Comprehensive analysis of prognosis and tumor immune microenvironment of cuproptosis-related gene CDKN2A in lung adenocarcinoma.

Background: Recent research has increasingly highlighted the significance of various forms of cell death in contributing to tumor heterogeneity and modulating anti-tumor immunity. However, the potential implications of cuproptosis-related genes (CRGs) in lung adenocarcinoma (LUAD) remains poorly explored.
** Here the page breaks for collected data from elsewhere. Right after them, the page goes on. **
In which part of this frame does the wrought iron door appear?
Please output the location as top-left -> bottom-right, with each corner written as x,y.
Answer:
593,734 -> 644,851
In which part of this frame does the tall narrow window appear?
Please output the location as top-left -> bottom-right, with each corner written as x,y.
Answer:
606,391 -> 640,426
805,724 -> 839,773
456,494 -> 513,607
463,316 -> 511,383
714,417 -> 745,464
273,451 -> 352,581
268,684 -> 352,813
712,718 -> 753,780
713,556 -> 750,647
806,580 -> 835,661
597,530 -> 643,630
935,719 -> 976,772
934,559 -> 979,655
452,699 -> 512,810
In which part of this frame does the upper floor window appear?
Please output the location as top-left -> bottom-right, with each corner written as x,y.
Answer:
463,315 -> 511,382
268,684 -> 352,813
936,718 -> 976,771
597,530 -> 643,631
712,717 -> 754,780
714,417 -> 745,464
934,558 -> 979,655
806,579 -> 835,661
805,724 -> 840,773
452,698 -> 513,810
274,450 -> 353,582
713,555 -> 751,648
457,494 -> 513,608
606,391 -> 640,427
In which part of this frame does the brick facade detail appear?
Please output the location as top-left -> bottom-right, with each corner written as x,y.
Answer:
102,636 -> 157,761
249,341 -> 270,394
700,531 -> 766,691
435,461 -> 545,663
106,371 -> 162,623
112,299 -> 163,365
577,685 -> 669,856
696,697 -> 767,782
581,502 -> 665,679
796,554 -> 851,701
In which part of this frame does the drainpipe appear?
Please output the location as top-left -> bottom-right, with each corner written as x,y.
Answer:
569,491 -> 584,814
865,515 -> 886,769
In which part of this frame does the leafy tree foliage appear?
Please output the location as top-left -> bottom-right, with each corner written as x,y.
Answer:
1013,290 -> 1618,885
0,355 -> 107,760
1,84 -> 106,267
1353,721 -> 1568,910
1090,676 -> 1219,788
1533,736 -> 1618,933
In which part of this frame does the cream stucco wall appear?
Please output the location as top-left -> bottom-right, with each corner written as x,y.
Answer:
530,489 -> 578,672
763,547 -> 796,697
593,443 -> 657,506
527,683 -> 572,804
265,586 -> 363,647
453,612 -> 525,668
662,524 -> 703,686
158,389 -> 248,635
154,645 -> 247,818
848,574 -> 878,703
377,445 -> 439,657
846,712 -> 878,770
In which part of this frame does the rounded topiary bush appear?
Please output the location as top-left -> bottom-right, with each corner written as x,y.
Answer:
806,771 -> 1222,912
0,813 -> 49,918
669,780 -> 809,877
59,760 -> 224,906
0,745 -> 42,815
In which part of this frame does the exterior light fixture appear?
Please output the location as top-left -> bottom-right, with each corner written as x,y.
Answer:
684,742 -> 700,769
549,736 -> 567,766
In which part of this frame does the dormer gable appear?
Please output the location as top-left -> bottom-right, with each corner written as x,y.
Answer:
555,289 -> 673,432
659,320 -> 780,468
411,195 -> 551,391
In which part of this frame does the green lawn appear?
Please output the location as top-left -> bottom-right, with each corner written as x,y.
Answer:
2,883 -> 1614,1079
Methods: We conducted a comprehensive analysis of the expression profiles of 19 CRGs in LUAD based on The Cancer Genome Atlas (TCGA). Utilizing consensus clustering, we stratified the TCGA cohort into two distinct LUAD subtypes (Cluster 1 and Cluster 2). The expression of CDKN2A was further validated across multiple datasets, including TCGA, GEO, Cancer Cell Line Encyclopedia (CCLE), and the Human Protein Atlas (HPA). The prognostic value of the CDKN2A was evaluated through univariate, multivariate, and survival analyses. Gene set enrichment analysis (GSEA) was performed to elucidate the molecular mechanisms associated with the CDKN2A. Additionally, we assessed the levels of immune cell infiltration in LUAD using the CIBERSORT, ESTIMATE, and XCELL algorithms.

Results: By systematically analyzing the genetic alterations of 19 CRGs in LUAD, we found 15 differentially expressed genes between LUAD and adjacent normal tissues. Subsequently, using the consensus clustering method, we classified LUAD patients into two molecular subtypes and cluster 2 had a poor prognosis. CDKN2A emerged as a key gene of interest, exhibiting elevated expression in LUAD and correlating with adverse patient outcomes. Moreover, immunoinfiltration analysis revealed differential levels of immune cell infiltration between the CDKN2A high and CDKN2A low expression groups.

Conclusions: Our findings indicate that CDKN2A may serve as an effective prognostic biomarker for LUAD and may offer valuable insights into potential immunotherapeutic strategies for these patients.

Clinical trial number: Not applicable.